While women continue to be underrepresented in government, professional sports, IT and engineering, data suggests the animal welfare sector has been continually fueled and upheld by women. While, historically, women were only allowed to explore this field because it was in line with traditional gender norms to care for the vulnerable, that does not diminish its impact today.
Canada’s humane societies and SPCAs generate an estimated $187.8 million in revenue and contribute $118.4 million back to local economies. The power women bring to this sector has made (and continues to make) a tremendous social, economic and political impact. Even on the philanthropy side, women give more money to social causes in the charitable sector than men in Canada, despite the gender wage gap.

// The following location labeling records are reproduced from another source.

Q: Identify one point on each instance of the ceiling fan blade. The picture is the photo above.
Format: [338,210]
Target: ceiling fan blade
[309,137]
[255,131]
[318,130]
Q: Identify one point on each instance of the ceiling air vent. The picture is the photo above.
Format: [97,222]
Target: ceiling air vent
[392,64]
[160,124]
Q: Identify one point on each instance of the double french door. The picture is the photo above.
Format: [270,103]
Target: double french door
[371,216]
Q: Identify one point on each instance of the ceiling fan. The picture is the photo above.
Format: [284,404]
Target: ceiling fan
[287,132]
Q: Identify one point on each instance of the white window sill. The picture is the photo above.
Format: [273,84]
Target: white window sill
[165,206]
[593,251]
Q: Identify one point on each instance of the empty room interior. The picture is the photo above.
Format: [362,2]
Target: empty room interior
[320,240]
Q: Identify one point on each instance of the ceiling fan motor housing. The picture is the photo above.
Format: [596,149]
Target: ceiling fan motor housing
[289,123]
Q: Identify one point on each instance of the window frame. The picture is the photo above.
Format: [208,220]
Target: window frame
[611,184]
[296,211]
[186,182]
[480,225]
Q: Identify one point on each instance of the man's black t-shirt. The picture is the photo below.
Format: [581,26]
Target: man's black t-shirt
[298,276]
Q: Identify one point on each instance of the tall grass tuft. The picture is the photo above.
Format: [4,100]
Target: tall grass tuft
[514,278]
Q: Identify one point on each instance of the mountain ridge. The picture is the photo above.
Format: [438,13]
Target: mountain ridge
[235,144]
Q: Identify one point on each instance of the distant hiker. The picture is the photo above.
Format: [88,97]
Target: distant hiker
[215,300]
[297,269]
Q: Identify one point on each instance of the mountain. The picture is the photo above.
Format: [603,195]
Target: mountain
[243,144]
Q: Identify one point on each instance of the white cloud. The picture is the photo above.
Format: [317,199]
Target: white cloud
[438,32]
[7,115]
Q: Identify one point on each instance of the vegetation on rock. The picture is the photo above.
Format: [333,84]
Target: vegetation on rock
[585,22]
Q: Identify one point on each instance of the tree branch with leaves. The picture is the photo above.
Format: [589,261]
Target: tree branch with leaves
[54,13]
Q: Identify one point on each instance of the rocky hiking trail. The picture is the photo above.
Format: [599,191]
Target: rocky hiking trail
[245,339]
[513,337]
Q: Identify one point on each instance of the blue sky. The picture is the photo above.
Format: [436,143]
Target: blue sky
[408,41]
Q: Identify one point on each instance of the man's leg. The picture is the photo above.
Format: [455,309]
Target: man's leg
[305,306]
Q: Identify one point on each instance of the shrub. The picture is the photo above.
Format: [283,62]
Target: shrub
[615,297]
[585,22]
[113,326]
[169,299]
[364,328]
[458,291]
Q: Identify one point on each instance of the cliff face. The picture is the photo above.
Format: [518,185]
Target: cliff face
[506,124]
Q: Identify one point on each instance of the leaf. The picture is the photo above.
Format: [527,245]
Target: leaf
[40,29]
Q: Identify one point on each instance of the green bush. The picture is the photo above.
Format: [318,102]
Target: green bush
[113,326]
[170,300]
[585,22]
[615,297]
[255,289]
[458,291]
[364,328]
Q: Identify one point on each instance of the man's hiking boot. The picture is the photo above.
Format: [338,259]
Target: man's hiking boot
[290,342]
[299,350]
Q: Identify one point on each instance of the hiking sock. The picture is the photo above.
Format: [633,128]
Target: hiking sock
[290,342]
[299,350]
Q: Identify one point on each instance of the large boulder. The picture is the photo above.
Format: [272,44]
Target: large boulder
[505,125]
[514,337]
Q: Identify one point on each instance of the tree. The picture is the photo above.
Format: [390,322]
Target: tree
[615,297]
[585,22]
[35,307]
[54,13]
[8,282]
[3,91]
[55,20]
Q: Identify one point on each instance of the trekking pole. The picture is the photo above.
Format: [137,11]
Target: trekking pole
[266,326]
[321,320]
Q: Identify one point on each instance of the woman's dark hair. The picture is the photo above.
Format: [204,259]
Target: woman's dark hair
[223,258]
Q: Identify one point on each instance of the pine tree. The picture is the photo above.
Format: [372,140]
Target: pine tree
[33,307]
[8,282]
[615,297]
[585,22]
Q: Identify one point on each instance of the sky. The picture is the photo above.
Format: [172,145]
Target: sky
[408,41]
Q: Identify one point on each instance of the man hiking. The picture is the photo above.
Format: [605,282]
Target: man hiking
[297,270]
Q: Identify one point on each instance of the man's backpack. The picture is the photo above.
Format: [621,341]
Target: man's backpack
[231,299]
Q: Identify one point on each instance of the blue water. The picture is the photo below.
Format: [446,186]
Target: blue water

As women, we have the ability to change the climate and incite meaningful advancements – we still have progress to make. One way we can continue to make strides is through the creation of mentorship initiatives, realizing we are in a unique position to ensure women have development opportunities to further evolve the sector. While it’s important to recognize women have historically occupied space in animal welfare because helping roles were viewed as acceptable, we need to shift this paradigm buried deep in gender stereotypes. This sector is not “women’s work”, but rather work that has the capacity to transform our political, economic and social landscapes.
I would encourage you to explore the unique opportunities for women to professionalize and reassert ourselves in this sector. And Women for Humane Canada, a national female philanthropic group devoted to initiatives that elevate animal welfare in Canada, does exactly that. I see this group as an opportunity to recognize our position in the sector and the impact we’re enacting. I’m proud to be a member of this group and joined because I know it will make a real difference in moving the needle on animal welfare in Canada. Together, we can accomplish a lot.